Mayor Sergei Sobyanin has been on the job for three weeks now, but it remains unclear whether he is an effective manager.
Although Sobyanin has considerable experience as a public official in the regions, he has never had to deal with the kind of difficult problems that Moscow faces. As the mayor of Kogalym and the governor of the Tyumen region, he was able to build alliances with several other major players to make things happen. But in Moscow, the number of players is much larger, and Sobyanin’s administrative resources might prove inadequate to resolve the huge problems facing the overburdened city.
Sobyanin differs from other appointed governors because he enters office without his own team of trusted associates and will probably have to patch one together using the people at hand. The single exception is longtime aide Anastasia Rakova, whom he appointed as his representative to the city and federal legislatures.
From his first day in office, Sobyanin hit the ground running. He reshuffled his team, fired several high-profile officials, and ordered a total revision of administrative hurdles and the removal of hundreds of kiosks lining city streets. Sobyanin introduced a host of city planning initiatives, including revisions and even repeals of a number of former Mayor Yury Luzhkov’s decisions that had caused a public outcry. He also made surprise detours from his scheduled route.
These moves are reminiscent of former President Boris Yeltsin’s leadership style, and they must have been prepared long in advance. In fact, as early as the spring, reports were circulating that Sobyanin was forming a “shadow government” in Moscow.
A key figure in Putin’s unusual decision to shift Sobyanin to the mayoral spot is Vyacheslav Volodin, a senior United Russia official and Sobyanin’s replacement as Putin’s chief of staff.

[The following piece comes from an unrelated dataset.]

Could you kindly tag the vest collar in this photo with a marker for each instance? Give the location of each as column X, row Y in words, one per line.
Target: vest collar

This is a risky personnel move and could indicate a staffing and managerial crisis. Volodin’s appointment also demonstrates that the government is focusing on preparations for the elections and relations with the regions. At the same time, Volodin — who as a key United Russia leader was a de facto subordinate to President Dmitry Medvedev’s first deputy chief of staff Vladislav Surkov — becomes an independent agent in his new role. During Sobyanin’s tenure as chief of staff, some of Surkov’s functions had shifted to the White House, but now under Volodin that process will only intensify.
In his 1884 satire “The Bear in the Province,” writer Mikhail Saltykov-Shchedrin described three tactics for appointed governors. The best of them is to not interfere. He writes, “The task of the governor is not to attain some fanciful state of well-being, but to guard and protect the age-old and established — albeit dysfunctional — status quo from being disturbed.”
This is precisely what Sobyanin is unequipped to do. Thus, Sobyanin has a choice: either rock the boat and rile the leadership, or disrupt the balance among the rank and file and get skewered by the public.
Nikolai Petrov is a scholar in residence at the Carnegie Moscow Center.